|all-purpose flour (unsifted): 1 cup|
|ground cinnamon: 1/2 tsp|
|baking soda: 1/2 tsp|
|salt: 1/4 tsp|
|salted butter: 1/2 cup (room temperature)|
|golden brown sugar (packed): 3/4 cup (packed)|
|vanilla extract: 1 1/2 tsp|
|almond extract: 1/4 tsp|
|eggs: 1 (large)|
|pecans (chopped): 1 cup|
|semisweet baking chocolate squares: 6 oz (coarsely chopped)|
Preheat oven to 350°F. Mix first 4 ingredients in medium bowl. Using electric mixer, beat butter, brown sugar, vanilla and almond extract in large bowl until blended.
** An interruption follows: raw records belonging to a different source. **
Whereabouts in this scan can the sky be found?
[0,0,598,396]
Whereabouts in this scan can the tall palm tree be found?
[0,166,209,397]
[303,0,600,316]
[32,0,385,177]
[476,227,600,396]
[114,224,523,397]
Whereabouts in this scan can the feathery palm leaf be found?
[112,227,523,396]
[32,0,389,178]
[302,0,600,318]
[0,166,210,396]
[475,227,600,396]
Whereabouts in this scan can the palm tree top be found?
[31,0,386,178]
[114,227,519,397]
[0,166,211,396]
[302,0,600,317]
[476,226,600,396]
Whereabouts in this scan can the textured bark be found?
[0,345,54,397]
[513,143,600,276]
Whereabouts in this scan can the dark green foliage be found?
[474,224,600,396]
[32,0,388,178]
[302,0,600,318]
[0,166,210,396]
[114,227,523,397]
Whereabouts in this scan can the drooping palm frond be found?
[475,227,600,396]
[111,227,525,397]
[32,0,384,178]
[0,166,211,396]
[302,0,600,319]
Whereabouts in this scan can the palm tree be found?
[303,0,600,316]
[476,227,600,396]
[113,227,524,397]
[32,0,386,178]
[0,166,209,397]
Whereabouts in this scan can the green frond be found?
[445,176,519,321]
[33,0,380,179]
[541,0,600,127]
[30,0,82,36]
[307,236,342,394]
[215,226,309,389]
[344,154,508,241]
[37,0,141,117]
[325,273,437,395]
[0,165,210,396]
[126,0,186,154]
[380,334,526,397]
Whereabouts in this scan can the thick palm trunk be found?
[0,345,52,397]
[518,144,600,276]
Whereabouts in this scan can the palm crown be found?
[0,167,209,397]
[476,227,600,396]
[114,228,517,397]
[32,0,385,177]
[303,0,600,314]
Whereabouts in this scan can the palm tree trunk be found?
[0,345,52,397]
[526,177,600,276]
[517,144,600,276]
Add egg; beat until fluffy. Beat in flour mixture. Stir pecans and chocolate pieces into dough.
Using 2 tablespoonfuls dough for each cookie, drop dough mounds onto ungreased baking sheets, spacing 2 inches apart. Press tops slightly to flatten.
Bake cookies until edges begin to brown but centers are still soft, about 13 minutes. Let cool on sheets 2 minutes. Transfer cookies to racks; cool completely. (Can be made 2 days ahead. Store airtight at room temperature.)